We all work and earn to enjoy the good things in life.
A trip abroad, a new car, a well furnished house with modern amenities – we work more harder each day and save more to fulfil these aspirations of life. But if savings don’t grow at a rate higher than the rate at which expenses are, we might end up being poorer than we were in spite of the savings.
Every body needs fund for post retirement life. It is the fund that will let us live happily and independently with pride and dignity. Generating this fund is not as easy as it seems and requires an assessment of the future. There has to be regular updating on the retirement funding plan. The foremost assumption in retirement planning is the rate of inflation. But with a growing economy like India it is hard to predict it and therefore retirement funding needs to be analysed regularly for any change in facts and thereby its bearing on the assumptions.
We will try to expose the impact of inflation on the retirement funds with a simple calculation. We assume that in 20 years Mr. X is going to retire. On a current value he feels Rs.15000/- is enough for monthly expenses in the future. If some feel Rs.15000/- is more, be cautious to the rising medical expenses, which will be growing exponentially. Now just see the difference in the future value of Rs.15000 in the 20 years at different levels of inflation.
To live on monthly income of current value Rs.15000/- Mr. X would after 20 years needs Rs.33000/- monthly if inflation in that time frame is 4% and Rs.48000/- per month if inflation is at 6%.
So you can imagine with a nominal change in inflation the variation on the future value of Rs.15000/- is so drastic. In such scenario planning is difficult and needs a very scientific approach.

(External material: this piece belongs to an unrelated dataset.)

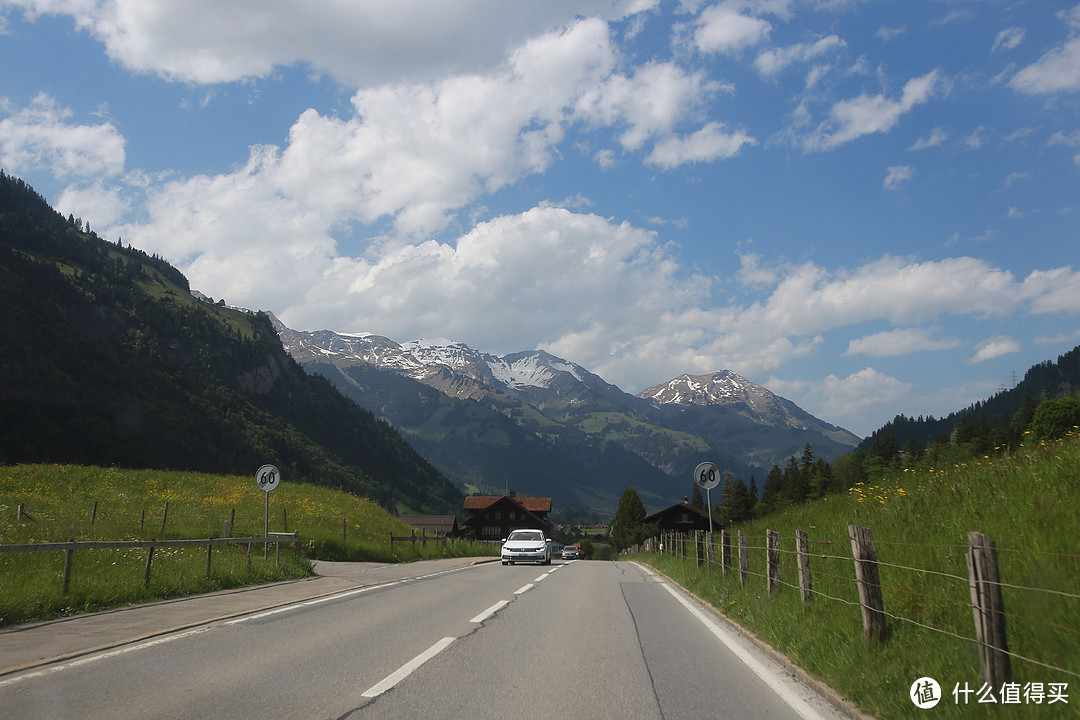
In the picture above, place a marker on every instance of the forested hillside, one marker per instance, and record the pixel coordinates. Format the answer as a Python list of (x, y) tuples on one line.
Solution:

Let us go further and now see the impact of this on his retirement fund. With a life expectancy of 80 years Mr.X has to live on his investments for 20 years. At a balanced rate of return of 11% per annum here is an estimate of the funds he needs to generate to take care of himself; at different future values of Rs.15000/- per month.
A small factor like inflation has considerable affect on the monthly income required to maintain current standard of living. And the final impact on retirement corpus is big enough to give sleepless night to Mr. X for the rest of his living life.
Retirement funding is the biggest fund requirement of life and also the most difficult to asses and predict.Therefore it is advisable to take a professional’s advice and monitor regularly for changes that might impact it.